Я увидел склонившиеся надо мной испуганные лица одноклассников. Их голоса доходили до меня как из-под толстой пуховой перины. Меня подняли и куда-то поволокли.
Я закрыл глаза и увидел себя со стороны. Я вращался по очень близкой орбите возле умирающей звезды - красного гиганта. Звезда вздрагивала, и каждая её судорога отзывалась протуберанцем жгучей ненависти в черепе. Угасающее светило было переплетённым пучком сосудов - аневризмой в моём мозгу. Ещё один всплеск и сгустки плазмы и космической пыли осядут изнутри зрачков.
И вот тут я наконец-то окончательно лишился чувств.
Пиздец.
Пришел в себя я только дома.
Родители ходили вокруг меня на цыпочках горя желанием предугадать любой мой каприз. Только капризов у меня не было, как не было и простых желаний. Я медленно летел по нестабильной орбите вокруг своей звезды то, приближаясь к ней, и она занимала всё небо, то, удаляясь от неё, и она становилась всего лишь крошечным осколком стеклянной новогодней игрушки, лежащим всеми забытым на ветви празднично украшенной ели. К полуночи я забылся, как лохмотья на платье нищенки остались в памяти болтаться тусклые воспоминания. Даже не знаю было ли это на самом деле или я только бредил. Мать промокала мне губы влажной губкой, я жадно присасывался к ней, но как только капли влаги попадали на язык, поднималась тошнота и моя звезда неумолимо притягивала к себе моё изломанное тело. Отец заглядывал в дверную щель и смотрел, как надзирающий жандарм смотрит на заключённого, в его взгляде не было ничего, он просто выполнял свою работу. Потом появились белые призраки с лицами людей, и они тоже делали свою работу. Они сдавили бицепс моей правой руки широким эластичным бинтом удавкой, чуть не сломали мне кость, с шипением выпустили джина из резиновой груши. И дважды укололи меня в плечо, отчего я и....
Наутро я почти ничего не помнил и не соображал. В школу, разумеется, не пошел, но ближе к вечеру был в норме. Всеобщее возбуждение улеглось только через две недели, после обширного медицинского исследования и последующих уверений специалистов, что ничего страшного не произошло, виной всему перенапряжение в связи с предстоящими госэкзаменами и переизбытком гормонов в крови.

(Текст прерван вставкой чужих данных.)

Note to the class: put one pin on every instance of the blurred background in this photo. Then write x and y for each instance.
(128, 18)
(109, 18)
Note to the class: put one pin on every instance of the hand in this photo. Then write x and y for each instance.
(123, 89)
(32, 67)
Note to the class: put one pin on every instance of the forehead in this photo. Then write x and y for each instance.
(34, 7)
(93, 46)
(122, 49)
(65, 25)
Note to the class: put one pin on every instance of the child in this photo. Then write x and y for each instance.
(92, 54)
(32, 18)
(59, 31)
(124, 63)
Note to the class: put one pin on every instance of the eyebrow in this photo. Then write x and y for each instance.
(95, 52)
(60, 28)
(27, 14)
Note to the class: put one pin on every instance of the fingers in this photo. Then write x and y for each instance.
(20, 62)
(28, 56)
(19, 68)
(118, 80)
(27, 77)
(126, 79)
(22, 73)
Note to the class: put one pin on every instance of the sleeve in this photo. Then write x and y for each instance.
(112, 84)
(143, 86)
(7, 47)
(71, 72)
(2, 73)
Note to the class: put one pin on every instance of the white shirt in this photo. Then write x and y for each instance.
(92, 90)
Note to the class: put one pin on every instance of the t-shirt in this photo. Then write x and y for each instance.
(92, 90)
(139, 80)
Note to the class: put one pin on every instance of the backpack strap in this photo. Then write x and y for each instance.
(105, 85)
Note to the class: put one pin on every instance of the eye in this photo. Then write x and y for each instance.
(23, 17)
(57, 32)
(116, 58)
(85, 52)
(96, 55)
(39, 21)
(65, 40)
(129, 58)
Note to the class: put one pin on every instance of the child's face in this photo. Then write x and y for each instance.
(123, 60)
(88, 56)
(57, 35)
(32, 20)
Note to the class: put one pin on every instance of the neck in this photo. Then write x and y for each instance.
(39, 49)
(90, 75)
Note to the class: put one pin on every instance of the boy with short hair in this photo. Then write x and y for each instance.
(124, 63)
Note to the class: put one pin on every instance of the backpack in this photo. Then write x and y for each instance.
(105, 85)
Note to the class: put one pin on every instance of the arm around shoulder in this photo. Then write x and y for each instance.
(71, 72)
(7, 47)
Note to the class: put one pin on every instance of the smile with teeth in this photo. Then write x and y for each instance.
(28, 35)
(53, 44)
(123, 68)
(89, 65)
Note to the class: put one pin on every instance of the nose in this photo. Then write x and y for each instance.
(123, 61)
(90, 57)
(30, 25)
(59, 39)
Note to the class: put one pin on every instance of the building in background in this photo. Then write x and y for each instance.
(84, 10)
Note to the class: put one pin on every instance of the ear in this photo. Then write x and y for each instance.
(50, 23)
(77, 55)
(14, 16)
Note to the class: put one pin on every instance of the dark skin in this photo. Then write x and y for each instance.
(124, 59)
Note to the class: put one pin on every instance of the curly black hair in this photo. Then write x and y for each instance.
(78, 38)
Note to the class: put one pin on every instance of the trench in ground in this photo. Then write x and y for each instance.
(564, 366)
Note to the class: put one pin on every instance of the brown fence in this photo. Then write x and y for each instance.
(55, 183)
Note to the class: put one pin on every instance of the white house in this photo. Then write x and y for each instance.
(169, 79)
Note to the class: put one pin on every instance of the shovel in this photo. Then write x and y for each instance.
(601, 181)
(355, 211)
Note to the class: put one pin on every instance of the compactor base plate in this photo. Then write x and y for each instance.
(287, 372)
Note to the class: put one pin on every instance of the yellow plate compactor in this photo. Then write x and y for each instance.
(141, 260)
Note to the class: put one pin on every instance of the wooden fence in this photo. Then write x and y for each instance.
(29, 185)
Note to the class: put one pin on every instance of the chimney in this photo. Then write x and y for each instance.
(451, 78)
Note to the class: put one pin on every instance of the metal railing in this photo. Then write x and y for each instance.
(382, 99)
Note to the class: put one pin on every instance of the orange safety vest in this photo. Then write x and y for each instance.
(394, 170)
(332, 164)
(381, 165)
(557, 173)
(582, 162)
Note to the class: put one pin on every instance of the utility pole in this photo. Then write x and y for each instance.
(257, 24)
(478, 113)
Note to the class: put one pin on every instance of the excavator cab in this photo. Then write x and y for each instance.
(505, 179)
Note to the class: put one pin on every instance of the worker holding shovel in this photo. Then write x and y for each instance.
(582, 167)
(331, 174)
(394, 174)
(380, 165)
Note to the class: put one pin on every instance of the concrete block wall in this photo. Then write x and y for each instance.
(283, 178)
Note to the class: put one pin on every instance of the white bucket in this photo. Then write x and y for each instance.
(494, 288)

Ничего похожего не случалось со мной ещё очень продолжительное время, так что я, и думать об этом забыл. Я успешно закончил, общеобразовательную школу, поступил в не самый последний ВУЗ, расквитался и с ним. Вернулся в родной город, и недолго думая поступил по полученной специальности юрисконсульта в заслуживающую уважения контору. Время шло, я обрастал благородным жирком, как и приютившая меня контора, которая к тому времени честно получила право именоваться не менее как компания. Мои обязанности сокращались, а достаток рос. Мне это нравилось. Нравилось это и моим родным. Мать гордилась, а отец уже не смел, смотреть на меня жандармом.
Время шло. И я повстречал трепетную неалчную душу. Она обратилась ко мне всеми своими прелестями, и я был сражен в самое сердце или что там вместо него у юрисконсульта. Прошло совсем немного время, и у нас было всё. И два целующихся херувима на капоте белого семиметрового кадиллака, и пышная роспись в отделе ЗАГСа, и зёрна риса, вперемешку с розовыми листьями брошенные в лицо, и банкетный зал на сто пятьдесят человек, и поздравления, и подарки, и конверты с тонными купюрами. Всё было у нас.
Потом моя трепетная неалчная душа произвела на свет двух мальчиков одного за другим с перерывом в год. Мы все были счастливы насколько это вообще возможно.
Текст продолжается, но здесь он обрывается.